Tryo : Liberté et fraternité
Musique

Tryo : Liberté et fraternité

Dix-huit années de galère et cinq albums plus tard, Tryo a toujours le feu sacré.

Alors que Cyril «Guizmo» Célestin s’est distingué auprès des mélomanes français et québécois par son charme et sa joie de vivre sur scène, le musicien nous trouble loin des planches tant il est posé. «C’est toujours un plaisir de revenir ici», note-t-il en début d’entrevue, faisant valoir que les nombreux périples du groupe lui auront permis, petit à petit, de se retrouver avec un public québécois fidèle. Ainsi, l’énergique chanteur et guitariste dit envisager sa prochaine série de spectacles en sol québécois avec confiance. «La tournée est déjà commencée en France et l’album a quand même été assez bien accueilli. On espère donc que le phénomène se poursuivra ici.»

De Patricia…

L’album en question est, bien sûr, Ladilafé; une œuvre comptant autant de critiques mitigées que de recensions positives. Le CD se distingue tout particulièrement parmi la discographie de Tryo car il se veut aussi engagé que personnel, la pièce-titre s’avérant un vibrant hommage à Patricia Bonnetaud de l’étiquette Yelen musiques (Tryo, La Rue Kétanou, etc.), décédée en février 2012 des suites d’une longue maladie. «Patricia a été notre mentor. C’est elle qui nous a tout d’abord mis sous contrat. Elle a écouté tout l’album et l’a validé avant de nous quitter en 2012. Elle a donc écouté “sa chanson” et ça demeure un moment très précieux et rare pour nous», confie Guizmo avant de spécifier que la galette s’est tout de même composée dans la bonne humeur. «L’empreinte de cette femme est donc très présente sur ce disque: il y a aussi beaucoup de joie et d’humour.» Et de revendications, bien sûr.

À Marine…

En France, une pièce – «même pas une chanson phare!», glissera Célestin au passage – a particulièrement retenu l’attention des critiques: Marine est là, une salve contre le Front national. Le parolier commente: «Notre seule intention était de prévenir une nouvelle génération contre le regard que le Front national projette sur la société. Bref, on invite à la méfiance, mais toujours de façon décalée et rigolote. Après tout, on y parle de l’heure du bain de Marine. On voulait se marrer un petit peu aussi, faut dire!»

Projeter l’album

Musicalement, l’album n’avait pas de direction artistique précise lors de sa création… outre un «désir inconscient» – pour reprendre l’expression du principal intéressé – de revenir sous les feux avec une nouvelle fournée plus vitaminée. «L’album précédent était plus world et plus axé sur les ballades, alors on voulait vraiment projeter celui-là sur scène. D’où les tempos plus relevés, on voulait jouer rapidement sur scène!», explique-t-il. Plus de 40 pièces ont été rédigées par les différents membres de Tryo – Guizmo, Christophe Mali, Manu Eveno et Daniel Bravo – pour ensuite en arriver à la sélection finale, «choisie là-dedans collégialement», de noter Célestin avant d’indiquer que le groupe s’est aussi fait plaisir en flirtant avec des sonorités rafraîchissantes. «D’où les influences africaines, par exemple.»
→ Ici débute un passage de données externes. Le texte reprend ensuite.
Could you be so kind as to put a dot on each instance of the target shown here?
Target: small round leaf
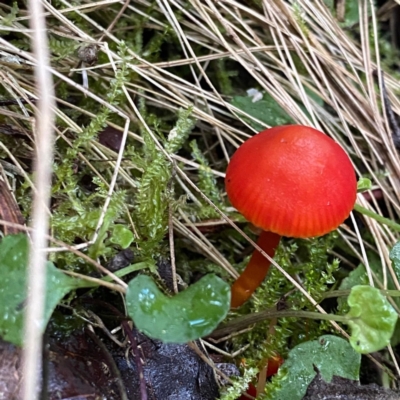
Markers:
(187, 316)
(373, 319)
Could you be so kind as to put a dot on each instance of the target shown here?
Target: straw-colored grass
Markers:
(288, 49)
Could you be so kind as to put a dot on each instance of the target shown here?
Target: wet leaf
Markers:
(121, 236)
(13, 264)
(373, 319)
(395, 257)
(342, 388)
(331, 355)
(363, 184)
(187, 316)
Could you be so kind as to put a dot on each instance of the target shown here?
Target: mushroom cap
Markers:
(292, 180)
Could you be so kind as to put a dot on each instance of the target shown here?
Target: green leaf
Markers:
(373, 319)
(121, 236)
(363, 184)
(395, 257)
(266, 110)
(187, 316)
(356, 277)
(13, 264)
(332, 355)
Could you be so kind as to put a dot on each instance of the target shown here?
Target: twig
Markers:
(32, 353)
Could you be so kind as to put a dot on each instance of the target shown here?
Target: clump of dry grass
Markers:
(289, 50)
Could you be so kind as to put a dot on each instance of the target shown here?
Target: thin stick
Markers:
(32, 353)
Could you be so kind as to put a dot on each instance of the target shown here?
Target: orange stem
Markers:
(256, 270)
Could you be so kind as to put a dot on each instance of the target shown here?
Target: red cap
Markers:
(292, 180)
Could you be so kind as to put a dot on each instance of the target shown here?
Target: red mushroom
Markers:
(289, 181)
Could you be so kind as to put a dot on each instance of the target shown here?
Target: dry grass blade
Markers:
(317, 69)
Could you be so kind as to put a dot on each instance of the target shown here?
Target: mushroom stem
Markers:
(255, 271)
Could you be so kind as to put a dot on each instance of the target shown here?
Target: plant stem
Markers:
(377, 217)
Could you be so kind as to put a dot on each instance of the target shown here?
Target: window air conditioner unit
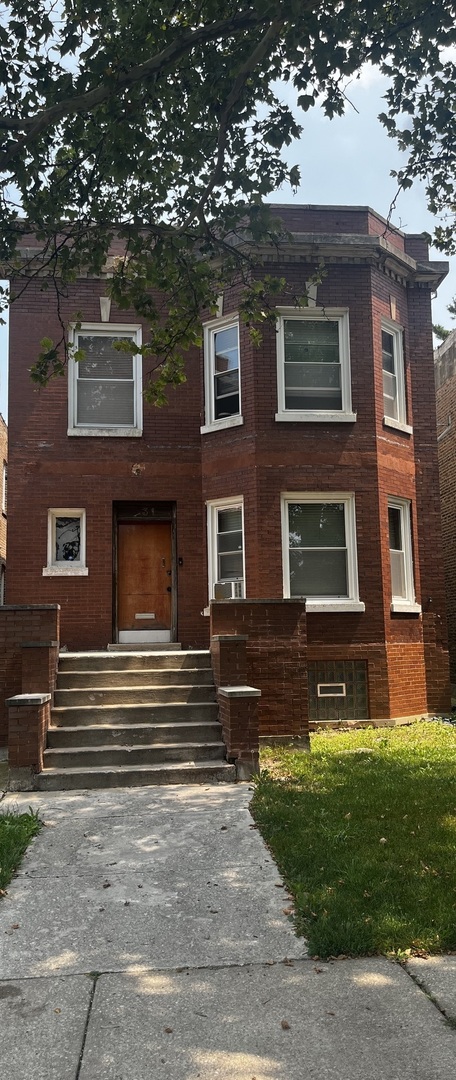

Comme Ladilafé a été réfléchi avec la scène en tête, Tryo se retrouve face à un beau problème maintenant qu’il est en tournée. «Y a de moins en moins de place pour les anciennes chansons, car on a un désir de jouer les nouvelles!», s’exclame le musicien qui révèle que le collectif tranchera finalement la poire en deux: «On a fait le tour du catalogue de Tryo et on jouera une dizaine de nouvelles chansons, puis l’autre moitié du spectacle, ce seront des “incontournables”.»